Senin 31 Jan 2022 14:34 WIB

Kemendag Tegaskan Kebijakan DPO Sawit tak Boleh Rugikan Petani

DPO tidak berlaku pada harga lelang dan tidak boleh menekan harga TBS.

Rep: Dedy Darmawan Nasution/ Red: Fuji Pratiwi
Pekerja mengumpulkan Tandan Buah Segar (TBS) sawit ke atas truk di Mamuju Tengah , Sulawesi Barat, Rabu (11/08/2021). Menteri Perdagangan menegaskan, kebijakan DMO sawit tidak boleh merugikan petani.
Foto: ANTARA/Akbar Tado
Pekerja mengumpulkan Tandan Buah Segar (TBS) sawit ke atas truk di Mamuju Tengah , Sulawesi Barat, Rabu (11/08/2021). Menteri Perdagangan menegaskan, kebijakan DMO sawit tidak boleh merugikan petani.

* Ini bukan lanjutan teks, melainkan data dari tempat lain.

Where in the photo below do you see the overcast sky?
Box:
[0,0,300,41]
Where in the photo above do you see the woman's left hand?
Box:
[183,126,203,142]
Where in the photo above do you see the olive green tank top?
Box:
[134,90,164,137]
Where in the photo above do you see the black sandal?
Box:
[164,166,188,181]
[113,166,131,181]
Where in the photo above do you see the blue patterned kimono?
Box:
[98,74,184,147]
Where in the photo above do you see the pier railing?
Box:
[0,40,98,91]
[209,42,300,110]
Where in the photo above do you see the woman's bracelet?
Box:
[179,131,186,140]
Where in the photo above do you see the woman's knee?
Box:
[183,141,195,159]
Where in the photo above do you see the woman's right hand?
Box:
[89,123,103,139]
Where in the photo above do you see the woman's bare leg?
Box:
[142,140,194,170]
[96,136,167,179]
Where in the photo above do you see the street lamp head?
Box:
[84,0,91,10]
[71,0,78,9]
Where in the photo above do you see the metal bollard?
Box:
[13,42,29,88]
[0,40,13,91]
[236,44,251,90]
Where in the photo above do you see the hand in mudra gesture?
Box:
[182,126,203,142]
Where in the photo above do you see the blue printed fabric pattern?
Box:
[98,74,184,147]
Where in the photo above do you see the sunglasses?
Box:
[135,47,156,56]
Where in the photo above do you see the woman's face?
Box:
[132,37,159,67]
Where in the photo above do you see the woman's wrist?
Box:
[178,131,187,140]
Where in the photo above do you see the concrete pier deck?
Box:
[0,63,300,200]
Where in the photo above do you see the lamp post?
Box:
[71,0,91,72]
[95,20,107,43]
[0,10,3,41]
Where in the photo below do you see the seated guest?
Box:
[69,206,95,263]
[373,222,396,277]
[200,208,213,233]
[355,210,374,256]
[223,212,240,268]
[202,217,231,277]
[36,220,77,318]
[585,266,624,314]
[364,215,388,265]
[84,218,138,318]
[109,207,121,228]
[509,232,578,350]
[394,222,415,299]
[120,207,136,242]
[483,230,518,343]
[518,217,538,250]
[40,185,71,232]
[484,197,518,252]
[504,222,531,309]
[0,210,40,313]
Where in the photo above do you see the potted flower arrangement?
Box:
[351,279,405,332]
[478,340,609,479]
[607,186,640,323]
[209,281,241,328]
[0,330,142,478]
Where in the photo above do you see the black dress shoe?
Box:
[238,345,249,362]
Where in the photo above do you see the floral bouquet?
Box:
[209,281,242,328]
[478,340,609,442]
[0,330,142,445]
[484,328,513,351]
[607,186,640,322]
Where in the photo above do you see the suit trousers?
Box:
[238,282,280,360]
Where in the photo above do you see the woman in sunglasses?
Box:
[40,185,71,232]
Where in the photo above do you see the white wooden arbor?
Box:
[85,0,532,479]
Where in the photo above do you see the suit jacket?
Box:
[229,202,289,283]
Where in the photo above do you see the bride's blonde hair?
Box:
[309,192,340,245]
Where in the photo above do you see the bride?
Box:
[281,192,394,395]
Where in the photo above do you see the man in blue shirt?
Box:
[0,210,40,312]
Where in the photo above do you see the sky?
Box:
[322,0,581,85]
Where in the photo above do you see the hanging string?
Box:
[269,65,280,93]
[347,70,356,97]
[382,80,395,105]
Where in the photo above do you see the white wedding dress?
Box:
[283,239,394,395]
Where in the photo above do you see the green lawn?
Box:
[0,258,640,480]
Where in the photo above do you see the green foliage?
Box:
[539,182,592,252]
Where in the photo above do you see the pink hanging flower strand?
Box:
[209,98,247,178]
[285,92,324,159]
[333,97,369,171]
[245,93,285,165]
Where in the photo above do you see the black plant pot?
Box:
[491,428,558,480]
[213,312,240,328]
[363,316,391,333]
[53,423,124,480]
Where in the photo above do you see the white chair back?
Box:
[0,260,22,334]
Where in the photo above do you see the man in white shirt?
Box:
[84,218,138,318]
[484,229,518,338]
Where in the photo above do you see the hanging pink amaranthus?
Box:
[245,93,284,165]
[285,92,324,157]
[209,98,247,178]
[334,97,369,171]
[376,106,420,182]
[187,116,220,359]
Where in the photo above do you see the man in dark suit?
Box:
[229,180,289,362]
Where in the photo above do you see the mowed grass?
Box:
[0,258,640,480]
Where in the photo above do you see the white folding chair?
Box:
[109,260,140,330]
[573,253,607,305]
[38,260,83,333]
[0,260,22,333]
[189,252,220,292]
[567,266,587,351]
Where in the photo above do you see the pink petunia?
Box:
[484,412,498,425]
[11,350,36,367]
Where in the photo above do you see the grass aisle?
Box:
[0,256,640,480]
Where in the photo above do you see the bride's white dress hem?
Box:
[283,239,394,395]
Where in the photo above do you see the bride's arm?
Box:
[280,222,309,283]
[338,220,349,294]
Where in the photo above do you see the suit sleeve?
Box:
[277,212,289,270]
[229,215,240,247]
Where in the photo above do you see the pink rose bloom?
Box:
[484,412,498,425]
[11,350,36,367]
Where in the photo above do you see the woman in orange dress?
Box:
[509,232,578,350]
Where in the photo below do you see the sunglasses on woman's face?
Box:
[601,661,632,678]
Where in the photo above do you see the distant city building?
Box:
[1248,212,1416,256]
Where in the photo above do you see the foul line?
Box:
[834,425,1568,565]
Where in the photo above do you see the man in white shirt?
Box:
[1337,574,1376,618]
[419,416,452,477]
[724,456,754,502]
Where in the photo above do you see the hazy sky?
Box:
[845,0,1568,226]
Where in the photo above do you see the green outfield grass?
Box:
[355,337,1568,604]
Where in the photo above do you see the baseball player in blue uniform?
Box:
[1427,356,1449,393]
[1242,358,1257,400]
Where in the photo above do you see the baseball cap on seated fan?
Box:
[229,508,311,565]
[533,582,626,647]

REPUBLIKA.CO.ID, JAKARTA – Kementerian Perdagangan menegaskan, kebijakan domestic price obligation (DPOA) sawit tidak boleh merugikan petani sawit. Kebijakan DPO hanya berlaku untuk minyak sawit mentah (CPO) yang dipakai untuk memenuhi kebutuhan dalam negeri dalam skema domestic market obligation (DMO).

Karena itu, Menteri Perdagangan, Muhammad Lutfi, mengatakan, kebijakan DPO tidak berlaku pada harga lelang dan tidak boleh menekan harga tanda buah segar (TBS) yang merugikan petani.

Baca Juga

Pernyataan Lutfi itu sekaligus memberi klarifikasi atas salah tafsir yang terjadi di lapangan. Dia mengatakan, yang terjadi saat ini pelaku usaha justru menerapkan harga lelang di PT Karisma Pemasaran Bersama Nusantara (KPBN) sesuai harga DPO.

"Harga Rp 9.300 per kilogram adalah harga jual CPO untuk 20 persen kewajiban pasok ke dalam negeri dalam rangka penerapan DMO. Kebijakan DMO dan DPO tersebut disalahartikan oleh beberapa pelaku usaha sawit yang seharusnya membeli CPO melalui mekanisme lelang yang dikelola KPBN dengan harga lelang, namun mereka melakukan penawaran dengan harga DPO," kata Lutfi melalui pernyataan resmi, Senin (31/1/2022).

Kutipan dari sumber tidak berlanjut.